Por un instante, arrugó las cejas. Después recorrió con la mirada su figura.

—¿Qué? —Se quedó blanco—. ¿Significa eso que tú... que nosotros...?

—Es demasiado pronto para estar segura —se apresuró a decir avergonzada—, pero yo nunca, nunca tengo retrasos —recalcó—. Y ya hace más de una semana... ¿Te molesta la idea de ser padre tan pronto, después de convertirte en marido?

Su respuesta no se hizo esperar mucho.

—En absoluto —dijo suavemente—. De hecho, si ése no fuera aún el caso, creo que deberíamos aplicarnos concienzudamente a esa posibilidad.

Sus ojos se abrieron, tan azules como el cielo.

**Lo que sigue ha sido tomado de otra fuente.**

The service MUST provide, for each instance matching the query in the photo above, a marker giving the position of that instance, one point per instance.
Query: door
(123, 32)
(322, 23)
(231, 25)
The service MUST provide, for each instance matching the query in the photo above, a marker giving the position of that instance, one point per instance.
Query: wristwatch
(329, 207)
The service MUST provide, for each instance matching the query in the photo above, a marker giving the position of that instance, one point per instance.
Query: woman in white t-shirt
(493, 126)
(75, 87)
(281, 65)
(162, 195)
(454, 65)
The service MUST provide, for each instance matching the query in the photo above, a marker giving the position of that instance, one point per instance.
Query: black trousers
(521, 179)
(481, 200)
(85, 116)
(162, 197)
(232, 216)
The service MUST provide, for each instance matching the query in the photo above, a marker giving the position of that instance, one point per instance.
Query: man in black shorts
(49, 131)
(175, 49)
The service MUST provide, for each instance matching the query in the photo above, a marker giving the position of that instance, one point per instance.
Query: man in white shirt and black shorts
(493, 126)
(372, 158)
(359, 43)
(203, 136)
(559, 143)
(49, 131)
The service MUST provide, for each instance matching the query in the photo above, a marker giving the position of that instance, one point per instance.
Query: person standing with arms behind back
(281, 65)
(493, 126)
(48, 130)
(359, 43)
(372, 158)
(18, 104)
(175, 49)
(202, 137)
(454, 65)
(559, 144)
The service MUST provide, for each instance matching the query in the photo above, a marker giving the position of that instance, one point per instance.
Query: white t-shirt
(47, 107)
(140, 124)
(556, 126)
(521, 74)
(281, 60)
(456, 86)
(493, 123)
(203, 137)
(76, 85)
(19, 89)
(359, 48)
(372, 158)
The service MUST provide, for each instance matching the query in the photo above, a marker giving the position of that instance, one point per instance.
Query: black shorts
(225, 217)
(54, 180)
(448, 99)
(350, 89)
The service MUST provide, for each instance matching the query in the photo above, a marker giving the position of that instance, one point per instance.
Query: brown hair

Justin se rio, sellando sus labios en un arrebatador beso.

—Sin embargo —murmuró cuando por fin hubo levantado la cabeza—, me gustaría pedirte una cosa.

—¿Y de qué se trata?

Señaló en dirección al roble.

—No enseñes a nuestra hija a colgarse boca abajo de ese árbol, ¿de acuerdo?

Y le dirigió esa sonrisa que hacía perder el aliento a las demás mujeres... especialmente a ella. Arabella se rió y entrelazó las manos a su cuello. ¡Ah, cómo le amaba!